Visual Profiler result shows that 4 different streams are not parallel. Stream 13 is the first to work and stream 16 is the last. There is 12.378us between stream 13 and stream 14. And each kernel execution lasts around 5us. In the line of ‘Runtime API’ above, it says ‘cudaLaunch’.

Could you give me some advice? Thanks!

(I don’t know how to upload pictures in this forum, so I just describe the result in words.)

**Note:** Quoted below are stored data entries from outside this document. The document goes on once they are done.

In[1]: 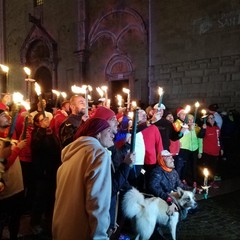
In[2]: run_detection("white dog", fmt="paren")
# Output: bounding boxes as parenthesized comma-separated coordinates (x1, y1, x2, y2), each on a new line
(122, 187, 197, 240)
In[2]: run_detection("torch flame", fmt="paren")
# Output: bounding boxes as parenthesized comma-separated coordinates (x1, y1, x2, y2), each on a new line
(12, 92, 24, 104)
(88, 85, 93, 92)
(101, 86, 108, 92)
(184, 105, 191, 114)
(201, 109, 207, 115)
(96, 87, 104, 97)
(158, 87, 164, 96)
(122, 88, 130, 94)
(131, 101, 137, 109)
(0, 64, 9, 73)
(23, 67, 31, 76)
(34, 82, 41, 96)
(195, 101, 200, 108)
(116, 95, 122, 107)
(61, 92, 67, 99)
(128, 111, 134, 119)
(71, 85, 84, 94)
(52, 89, 60, 97)
(22, 100, 30, 111)
(203, 168, 209, 177)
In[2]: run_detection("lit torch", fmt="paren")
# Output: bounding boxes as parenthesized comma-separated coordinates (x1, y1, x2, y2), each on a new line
(101, 86, 108, 107)
(116, 95, 123, 108)
(35, 82, 45, 117)
(123, 88, 130, 111)
(52, 89, 60, 108)
(201, 109, 207, 124)
(202, 168, 210, 199)
(8, 92, 24, 139)
(194, 101, 200, 123)
(158, 87, 164, 111)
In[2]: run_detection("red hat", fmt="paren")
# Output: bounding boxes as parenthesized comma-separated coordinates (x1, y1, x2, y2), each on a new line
(0, 102, 8, 111)
(176, 107, 185, 116)
(92, 106, 115, 120)
(74, 117, 110, 139)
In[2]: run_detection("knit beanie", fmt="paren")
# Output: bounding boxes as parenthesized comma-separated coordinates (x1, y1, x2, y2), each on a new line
(74, 117, 110, 139)
(157, 150, 173, 172)
(92, 106, 115, 120)
(0, 102, 7, 111)
(176, 107, 185, 117)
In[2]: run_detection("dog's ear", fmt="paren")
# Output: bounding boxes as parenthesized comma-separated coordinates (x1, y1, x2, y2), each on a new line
(177, 187, 184, 197)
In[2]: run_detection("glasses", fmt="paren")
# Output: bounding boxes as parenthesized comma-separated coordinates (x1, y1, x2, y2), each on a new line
(3, 141, 12, 147)
(208, 117, 215, 120)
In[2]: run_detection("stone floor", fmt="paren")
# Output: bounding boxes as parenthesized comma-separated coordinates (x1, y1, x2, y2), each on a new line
(118, 176, 240, 240)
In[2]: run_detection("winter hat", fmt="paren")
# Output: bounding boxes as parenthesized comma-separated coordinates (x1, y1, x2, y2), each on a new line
(176, 107, 185, 117)
(153, 103, 166, 110)
(208, 103, 219, 112)
(92, 106, 115, 120)
(0, 102, 7, 111)
(74, 117, 110, 139)
(161, 150, 172, 156)
(157, 150, 173, 172)
(163, 111, 173, 119)
(138, 109, 147, 123)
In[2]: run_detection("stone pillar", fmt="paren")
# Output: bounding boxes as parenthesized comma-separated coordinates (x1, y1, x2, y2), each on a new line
(0, 0, 6, 93)
(75, 0, 88, 84)
(148, 65, 156, 104)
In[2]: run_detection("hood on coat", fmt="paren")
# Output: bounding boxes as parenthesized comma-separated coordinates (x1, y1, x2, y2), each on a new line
(61, 136, 103, 163)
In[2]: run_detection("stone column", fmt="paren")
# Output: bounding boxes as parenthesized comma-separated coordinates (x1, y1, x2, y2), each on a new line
(75, 0, 88, 84)
(0, 0, 5, 63)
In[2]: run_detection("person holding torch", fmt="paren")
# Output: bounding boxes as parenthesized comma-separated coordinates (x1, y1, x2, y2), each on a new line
(91, 106, 135, 237)
(198, 113, 223, 188)
(58, 95, 88, 149)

(1) GPUs are throughput-optimized architectures, not latency optimized. As long as a kernel can fill the machine with work (fully utilize the execution resources), it will not run concurrently with other kernels, as that is likely to reduce throughput. Your kernel configuration indicates that the kernel is large enough to fill the entire GPU, for all currently shipping GPUs. Note that a block size of 32 is rarely the best choice. The sweet spot for block size is typically 128 to 256 threads per block.

(2) Regardless of GPU or host platform, the minimal overhead of launching a kernel is about 5 microseconds. Since that has been the case for a dozen years, it is reasonable to assume that this is due to hardware limitations (in particular, PCIe latencies) and won’t change anytime soon.

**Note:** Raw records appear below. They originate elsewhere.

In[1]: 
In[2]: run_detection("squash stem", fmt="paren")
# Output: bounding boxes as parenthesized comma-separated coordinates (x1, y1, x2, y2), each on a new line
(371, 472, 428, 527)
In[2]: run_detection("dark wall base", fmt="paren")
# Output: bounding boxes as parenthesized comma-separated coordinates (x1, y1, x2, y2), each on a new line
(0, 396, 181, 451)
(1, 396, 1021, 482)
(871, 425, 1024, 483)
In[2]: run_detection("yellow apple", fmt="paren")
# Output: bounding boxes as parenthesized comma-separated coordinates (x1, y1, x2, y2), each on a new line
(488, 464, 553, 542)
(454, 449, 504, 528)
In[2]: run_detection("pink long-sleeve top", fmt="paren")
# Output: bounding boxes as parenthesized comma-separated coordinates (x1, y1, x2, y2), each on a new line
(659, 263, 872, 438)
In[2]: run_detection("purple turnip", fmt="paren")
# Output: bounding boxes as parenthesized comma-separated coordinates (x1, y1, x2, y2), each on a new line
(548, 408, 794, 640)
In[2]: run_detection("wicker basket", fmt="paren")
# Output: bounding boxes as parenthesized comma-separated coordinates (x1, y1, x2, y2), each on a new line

(3) Without knowledge of the specific GPU, host system, and OS environment you used for your experiment it does not make much sense to hypothesize about your other observations. Please note that if you are on a Windows system with the default WDDM driver, you will frequently encounter performance artifacts due to launch batching (a technique the NVIDIA driver uses to overcome the massive latency imposed by the WDDM driver model). This effect may be worse if you use Windows 10, which uses the WDDM 2.x driver model.

Sorry I forgot to provide additional information. My GPU is Tesla M6 and OS is Red Hat Enterprise Linux 7

The answer on your cross-posting is on-target:

[url]c++ - Why kernel executions in different streams are not parallel? - Stack Overflow

CUDA streams do not guarantee concurrent execution. They simply provide the possibility for it. If you fail to meet other requirements of concurrent execution, you will not see concurrency. For example, if one of your kernels “occupies” the GPU, there is no “room” for anything else to run on the GPU.

Essentially what njuffa referred to in his point #1.

Thanks Robert!